Der Salzburger Verein e. V. – Die Vereinigung der Nachkommen salzburgischer Emigranten trägt Herrn Christian Salchegger die Ehrenmitgliedschaft an.

Der Salzburger Verein würdigt mit diesem Beschluss — in Dankbarkeit — seine großen Verdienste für unseren Verein, die er durch fortgesetzte Unterstützung und Verbindung im Laufe von Jahrzehnten erwarb.

In diesem Rahmen leistete Christian Salchegger wichtige Hilfestellung bei der Organisation zahlreicher Veranstaltungen im Salzburger Land. Des Weiteren sorgte er stets für die Sichtbarmachung und historische Aufarbeitung der Salzburger Emigration. Zuletzt insbesondere bei der Verwirklichung des Toleranzberges.
Bielefeld/Filzmoos, den 10. Juni 2022

Im Namen des Vorstands
Margrit Kempgen Margot Bergmann
Präsidentin Vizepräsidentin

Die Präsidentin zeichnete Herrn Alois Hartinger, Filzmoos und Herrn Christian Salchegger, Bögrainhof (Foto rechts)mit der Silbernen Ehrennadel aus, in Dankbarkeit für ihren wertvollen Einsatz bei der historischen Aufarbeitung der Salzburger Emigration, insbesondere bei der Gestaltung des Toleranzberges.

Für die Mitglieder des Salzburger Vereins und geladene Ehrengäste folgte ein Empfang des Landeshauptmanns Dr. Wilfried Haslauer, in seiner Vertretung fungierten als Gastgeber Hofrätin Mag. Isabella Walcher und Landtagsabgeordnete Elisabeth Huber, im Hotel Bischofsmütze.
Am Sonnabend, dem 11.6.2022 folgte die Tagesausflugsfahrt in die Radstädter Tauern — Lungau — Turracher Höhe — Nockalmstraße. Dieser Tag war hervorragend vorbereitet und durchgeführt von Herrn Martin Dietrich. Die beiden Busse waren ein Geschenk der Landesregierung Salzburg. Auch dafür sagen wir herzlichen Dank.Die Präsidentin und ich haben nicht an der Tagesfahrt teilgenommen, stattdessen ha
ben wir Schwarzach und Goldegg besucht, um uns einen Überblick über den Zustand der Ausstellungen zu verschaffen.
Nach unserer Rückkehr nach Filzmoos besuchten wir das Oberhofmuseum.
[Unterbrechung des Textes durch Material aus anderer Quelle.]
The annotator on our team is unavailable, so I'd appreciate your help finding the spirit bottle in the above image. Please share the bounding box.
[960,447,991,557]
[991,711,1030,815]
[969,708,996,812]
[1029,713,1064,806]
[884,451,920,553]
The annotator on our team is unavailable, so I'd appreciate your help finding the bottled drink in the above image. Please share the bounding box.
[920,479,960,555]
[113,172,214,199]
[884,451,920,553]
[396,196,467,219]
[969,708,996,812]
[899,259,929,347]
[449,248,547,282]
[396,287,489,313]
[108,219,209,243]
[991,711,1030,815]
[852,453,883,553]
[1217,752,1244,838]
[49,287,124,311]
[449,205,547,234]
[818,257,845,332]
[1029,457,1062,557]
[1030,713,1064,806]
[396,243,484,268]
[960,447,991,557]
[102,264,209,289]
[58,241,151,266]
Wir hatten die große Freude von Hanni und Christan Salchegger eine persönliche Führung zu haben. Dieses Museum ist mit viel Liebe mit Exponaten aus mehreren Jahrhunderten bestückt worden. Bei der Führung konnten wir feststellen, wie viel den beiden dieser Ort bedeutet, viel Herzblut steckt darin. Danke dafür!
Am Abend nahmen wir Abschied von Filzmoos mit einem Abendessen im Hotel und anschließendem gemütlichem Beisammensein.
An dieser Stelle sagen wir Dank an alle, die mitgeholfen haben, dieses Jahrestreffen zu einem Erlebnis zu machen. Hierzu gehört auch das Team der Bischofsmütze, das uns hervorragend untergebracht und versorgt hat.